隣を歩いている事に踊り出したい気持ちと、昨日の出来事の恥ずかしさで落ち込む気持ちと、ごちゃ混ぜでどんな顔をしたらいいのか分からなくなる。
でも、どうしても昨日のお礼が言いたかったので、境内一大きなケヤキの樹の下まで来た時、翡翠様を見上げてペコリと頭を下げた。
「昨日は…その、ありがとうございました。昨日のうちにお寺に来たかったんですけど、仕事が終わるのが遅くって…」
なんとなく恥ずかしくて、ついモゴモゴ喋ってしまう。
昨日、幸希の事だけじゃなくて、会社での私の様子まで知られてしまって、仕事の話しを出す事が妙に恥ずかしくて、頬がじわりと熱くなる。
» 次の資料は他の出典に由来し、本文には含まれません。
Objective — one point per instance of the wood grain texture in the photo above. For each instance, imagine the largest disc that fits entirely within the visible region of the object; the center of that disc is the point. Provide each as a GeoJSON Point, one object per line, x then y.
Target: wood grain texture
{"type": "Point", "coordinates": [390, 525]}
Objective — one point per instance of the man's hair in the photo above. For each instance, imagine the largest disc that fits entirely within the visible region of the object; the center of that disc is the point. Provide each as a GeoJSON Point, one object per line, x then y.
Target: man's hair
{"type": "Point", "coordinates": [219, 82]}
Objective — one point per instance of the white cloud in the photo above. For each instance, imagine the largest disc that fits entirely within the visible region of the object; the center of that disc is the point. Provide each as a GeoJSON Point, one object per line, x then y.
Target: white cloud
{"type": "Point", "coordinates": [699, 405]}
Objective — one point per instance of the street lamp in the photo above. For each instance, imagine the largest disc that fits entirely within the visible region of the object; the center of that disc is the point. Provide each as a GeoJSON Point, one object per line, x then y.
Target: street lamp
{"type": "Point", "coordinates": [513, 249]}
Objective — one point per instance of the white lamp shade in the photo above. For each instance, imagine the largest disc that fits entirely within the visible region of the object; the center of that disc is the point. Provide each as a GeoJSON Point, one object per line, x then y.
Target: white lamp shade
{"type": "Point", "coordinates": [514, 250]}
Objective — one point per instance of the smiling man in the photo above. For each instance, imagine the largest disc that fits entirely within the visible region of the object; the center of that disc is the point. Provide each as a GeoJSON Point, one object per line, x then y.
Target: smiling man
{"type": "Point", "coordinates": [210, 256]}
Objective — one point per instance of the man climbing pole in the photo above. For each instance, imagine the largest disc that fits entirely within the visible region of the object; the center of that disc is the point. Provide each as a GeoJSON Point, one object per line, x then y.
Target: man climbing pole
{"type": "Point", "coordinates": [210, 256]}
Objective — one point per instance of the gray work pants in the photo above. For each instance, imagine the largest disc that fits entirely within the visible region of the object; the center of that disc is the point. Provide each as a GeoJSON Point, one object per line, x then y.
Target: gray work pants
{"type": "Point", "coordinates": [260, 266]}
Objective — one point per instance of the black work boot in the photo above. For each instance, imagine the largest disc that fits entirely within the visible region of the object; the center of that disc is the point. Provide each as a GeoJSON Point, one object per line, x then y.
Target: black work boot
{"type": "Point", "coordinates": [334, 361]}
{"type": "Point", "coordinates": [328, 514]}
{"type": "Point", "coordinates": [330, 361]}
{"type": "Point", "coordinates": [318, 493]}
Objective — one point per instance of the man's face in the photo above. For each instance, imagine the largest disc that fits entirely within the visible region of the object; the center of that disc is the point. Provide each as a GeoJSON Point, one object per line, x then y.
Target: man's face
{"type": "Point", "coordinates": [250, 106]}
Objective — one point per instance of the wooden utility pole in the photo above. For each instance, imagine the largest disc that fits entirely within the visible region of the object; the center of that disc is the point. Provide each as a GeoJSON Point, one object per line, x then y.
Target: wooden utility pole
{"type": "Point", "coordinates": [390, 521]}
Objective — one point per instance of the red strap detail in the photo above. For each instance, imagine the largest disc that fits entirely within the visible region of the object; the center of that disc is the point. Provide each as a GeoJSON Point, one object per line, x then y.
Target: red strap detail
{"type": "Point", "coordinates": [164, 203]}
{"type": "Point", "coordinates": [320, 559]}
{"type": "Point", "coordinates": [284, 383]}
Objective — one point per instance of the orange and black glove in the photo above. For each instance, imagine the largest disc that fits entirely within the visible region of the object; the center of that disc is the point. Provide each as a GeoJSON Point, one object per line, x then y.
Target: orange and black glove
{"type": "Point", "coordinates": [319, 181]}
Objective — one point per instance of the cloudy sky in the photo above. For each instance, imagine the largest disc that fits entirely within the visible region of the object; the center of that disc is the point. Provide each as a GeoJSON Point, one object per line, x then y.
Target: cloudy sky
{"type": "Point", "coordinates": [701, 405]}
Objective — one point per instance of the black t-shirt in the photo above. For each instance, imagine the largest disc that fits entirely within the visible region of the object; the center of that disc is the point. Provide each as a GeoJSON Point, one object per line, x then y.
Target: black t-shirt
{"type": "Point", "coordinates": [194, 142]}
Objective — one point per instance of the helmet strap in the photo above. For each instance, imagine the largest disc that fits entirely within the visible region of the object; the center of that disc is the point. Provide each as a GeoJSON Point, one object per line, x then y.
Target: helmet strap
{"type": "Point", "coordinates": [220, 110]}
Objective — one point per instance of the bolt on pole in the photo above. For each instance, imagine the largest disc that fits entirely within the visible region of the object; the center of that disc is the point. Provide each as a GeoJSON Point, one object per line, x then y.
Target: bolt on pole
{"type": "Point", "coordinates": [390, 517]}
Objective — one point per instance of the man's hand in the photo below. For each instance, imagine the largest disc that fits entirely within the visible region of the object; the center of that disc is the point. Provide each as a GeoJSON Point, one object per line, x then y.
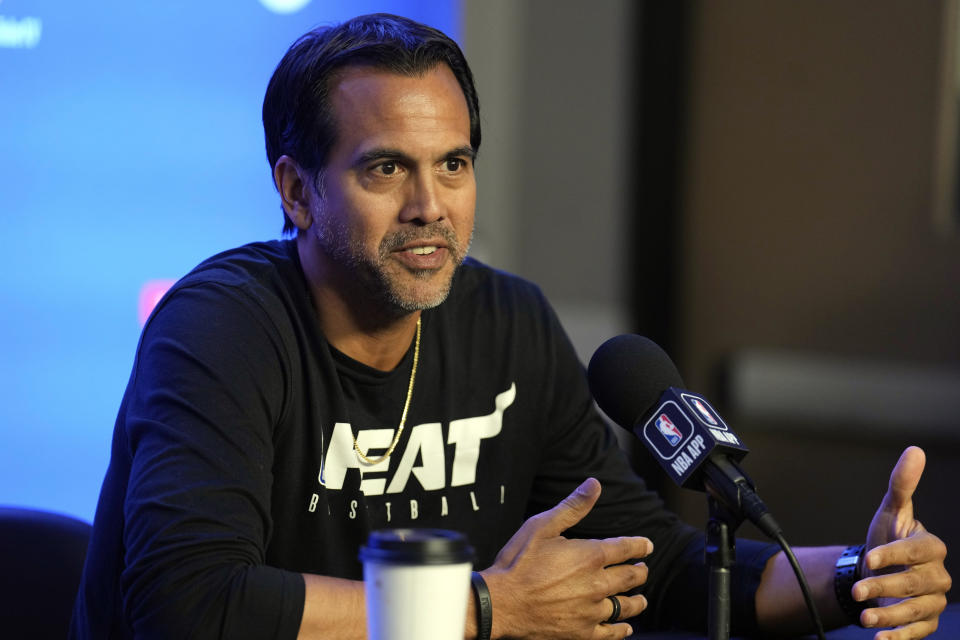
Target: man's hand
{"type": "Point", "coordinates": [904, 562]}
{"type": "Point", "coordinates": [545, 586]}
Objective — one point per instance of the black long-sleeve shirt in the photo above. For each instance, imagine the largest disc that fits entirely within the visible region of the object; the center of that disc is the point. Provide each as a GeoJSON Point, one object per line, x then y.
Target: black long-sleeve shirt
{"type": "Point", "coordinates": [233, 470]}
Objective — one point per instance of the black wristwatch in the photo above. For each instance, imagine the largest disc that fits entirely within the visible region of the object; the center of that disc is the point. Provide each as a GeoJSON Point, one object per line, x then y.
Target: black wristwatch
{"type": "Point", "coordinates": [849, 570]}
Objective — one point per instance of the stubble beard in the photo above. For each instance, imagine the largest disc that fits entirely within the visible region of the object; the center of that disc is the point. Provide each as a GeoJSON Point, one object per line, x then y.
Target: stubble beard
{"type": "Point", "coordinates": [383, 278]}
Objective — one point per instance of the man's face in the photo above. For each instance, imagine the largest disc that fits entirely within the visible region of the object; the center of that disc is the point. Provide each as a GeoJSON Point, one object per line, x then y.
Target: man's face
{"type": "Point", "coordinates": [395, 213]}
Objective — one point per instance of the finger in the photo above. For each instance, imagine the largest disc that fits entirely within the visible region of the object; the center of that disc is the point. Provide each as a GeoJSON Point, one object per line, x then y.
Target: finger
{"type": "Point", "coordinates": [570, 511]}
{"type": "Point", "coordinates": [612, 631]}
{"type": "Point", "coordinates": [624, 577]}
{"type": "Point", "coordinates": [905, 478]}
{"type": "Point", "coordinates": [617, 550]}
{"type": "Point", "coordinates": [630, 606]}
{"type": "Point", "coordinates": [907, 612]}
{"type": "Point", "coordinates": [912, 631]}
{"type": "Point", "coordinates": [920, 548]}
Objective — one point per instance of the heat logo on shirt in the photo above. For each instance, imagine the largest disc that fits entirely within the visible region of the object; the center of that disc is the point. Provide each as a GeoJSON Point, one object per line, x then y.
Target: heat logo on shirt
{"type": "Point", "coordinates": [669, 430]}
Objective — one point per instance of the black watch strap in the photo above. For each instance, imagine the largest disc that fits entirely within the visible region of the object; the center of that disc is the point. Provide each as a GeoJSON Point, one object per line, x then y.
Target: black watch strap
{"type": "Point", "coordinates": [484, 606]}
{"type": "Point", "coordinates": [848, 572]}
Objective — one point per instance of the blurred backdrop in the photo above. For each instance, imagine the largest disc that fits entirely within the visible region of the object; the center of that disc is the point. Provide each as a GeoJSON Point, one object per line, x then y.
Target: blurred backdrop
{"type": "Point", "coordinates": [766, 188]}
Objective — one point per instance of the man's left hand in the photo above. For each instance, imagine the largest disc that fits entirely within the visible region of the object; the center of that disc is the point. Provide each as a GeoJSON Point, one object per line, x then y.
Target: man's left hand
{"type": "Point", "coordinates": [904, 563]}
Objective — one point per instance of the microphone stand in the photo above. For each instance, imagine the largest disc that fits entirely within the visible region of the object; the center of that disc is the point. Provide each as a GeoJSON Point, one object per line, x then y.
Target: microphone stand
{"type": "Point", "coordinates": [720, 555]}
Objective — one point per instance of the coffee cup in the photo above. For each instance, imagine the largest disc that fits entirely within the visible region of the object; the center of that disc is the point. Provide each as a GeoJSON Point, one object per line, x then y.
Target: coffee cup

「…私は何もしていませんよ。ただ、小春さんの会社での様子には驚きましたが。」
そう言って、翡翠様が口の端を上げて少し意地悪く笑う。
あああぁぁーーっ!!
やっぱり、やっぱり!!絶対翡翠様引いてるんだっ!!
恥ずかしさに顔を真っ赤に染めながら、どう弁解しようか悩む。
こっちが素の私だって、どう言えば信じてもらえる…!?
悶々と悩む私を見て、翡翠様がふと笑った。